A seguir, guinchos agudos e desagradáveis fizeram-se ouvir. Estavam por toda a minha volta, como se dezenas de criaturas estivessem caindo sobre mim. De fato, no instante seguinte, eu os vi, descendo do alto das árvores pelos cipós. Eram bichos com o corpo totalmente coberto de pelos. Tinham dois braços, duas pernas, olhos, nariz e boca – mas nunca vi ser algum com aspecto mais desagradável em toda a minha vida.

Deram de pular de um lado a outro, à minha volta, fazendo caretas medonhas. Um e outro, mais atrevido, saltava e agarrava-se a mim, me empesteando com o cheiro forte de seus pelos. À medida que os afastava, tornavam-se mais agressivos. Logo estavam me puxando, cada um para si, e me agredindo com uma espécie de beliscão, bastante dolorido. Reagi chutando um deles para longe de mim. Tinham a metade da minha altura, mais ou menos. Só que o bando todo enfureceu-se de vez, passando a urrar e a bufar. Compreendi que estava correndo sério risco de ser estraçalhado por aqueles monstrinhos sem inteligência.

Foi então que ouvi um som forte de galope se aproximando. Os bichos peludos, que, como vim a saber, eram chamados de yahoos, recuaram amedrontados e logo se esconderam de volta na mata. Na trilha, em sentido contrário ao que eu seguia, surgiu um belíssimo cavalo – um animal de aparência nobre, fortíssimo, uma montaria de causar inveja a um imperador.

Ele deteve seu trote a poucos metros de mim. Eu estava fascinado com o animal, tentando imaginar a quem poderia pertencer, porque, apesar de não portar arreios, não se tratava de um cavalo bravo, obviamente. O que me deixou intrigado foi o cavalo me examinar com interesse, às vezes fixando seus olhos nos meus, como se tentasse me dizer alguma coisa.

Tentei acariciá-lo, mas em vão. Ele desviou seu majestoso pescoço e não permitiu que eu encostasse a mão nele. E também não me deixou seguir adiante, na trilha.
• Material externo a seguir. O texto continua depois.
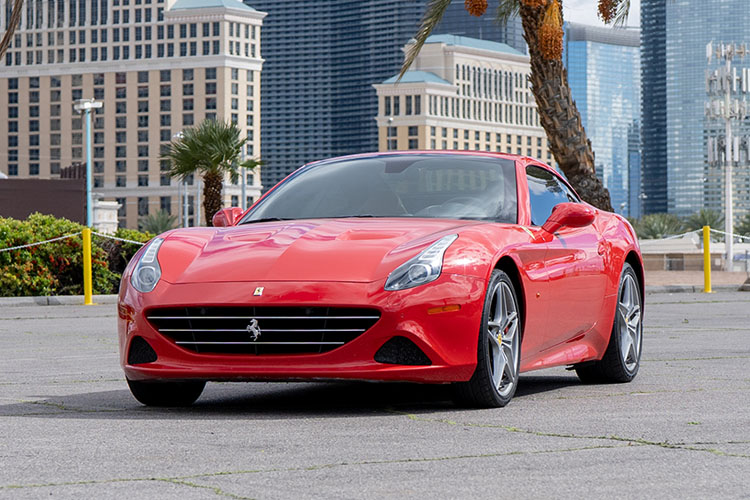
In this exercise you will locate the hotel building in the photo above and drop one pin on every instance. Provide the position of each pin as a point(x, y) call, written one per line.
point(462, 94)
point(158, 66)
Toda vez que eu tentava caminhar, ele se colocava à minha frente, barrando minha passagem. Ficamos alguns instantes entretidos nesse jogo, quando um outro galope se fez ouvir, dessa vez mais alto do que o anterior.

Eram dois cavalos que vinham se reunir ao primeiro. Ficaram os três, um diante do outro, trocando relinchos de um modo que, para meu espanto, mais parecia uma conversa. E era evidente que estavam discutindo sobre mim. De vez em quando, alongando o pescoço, um deles me designava para os outros, que sacudiam a cabeça, em sinal de assentimento ou de reprovação.

Comecei a reconhecer algumas palavras. Quando falavam de si, frequentemente pronunciavam a expressão houyhnhnm. Quando se referiam a mim, eu os ouvia dizer yahoo. Mais tarde, quando descobri que usavam para mim a mesma palavra que servia para designar os desagradabilíssimos bichos peludos, senti-me muito ofendido. Na verdade, ser confundido com um yahoo foi o que ocasionou minha desventura no reino dos houyhnhnms.

Após muita discussão, os dois cavalos que haviam chegado depois, aparentando estar bastante contrariados, retiraram-se galopando apressadamente. O cavalo que me salvara dos yahoos, então, indicou-me o caminho a seguir, por uma outra trilha, mais à frente.

Percorremos uns três quilômetros, até chegar a uma construção muito extensa, feita com troncos fincados no chão e com teto de palha. Por todo lado, eu via yahoos trabalhando, sob a vigilância de outros cavalos, que não deixavam de me fitar com um brilho de estranheza nos olhos.

O cavalo que me conduzia esperou que eu observasse o ambiente em volta. Parecia admirado de eu estar manifestando capacidade de ver e analisar tudo aquilo.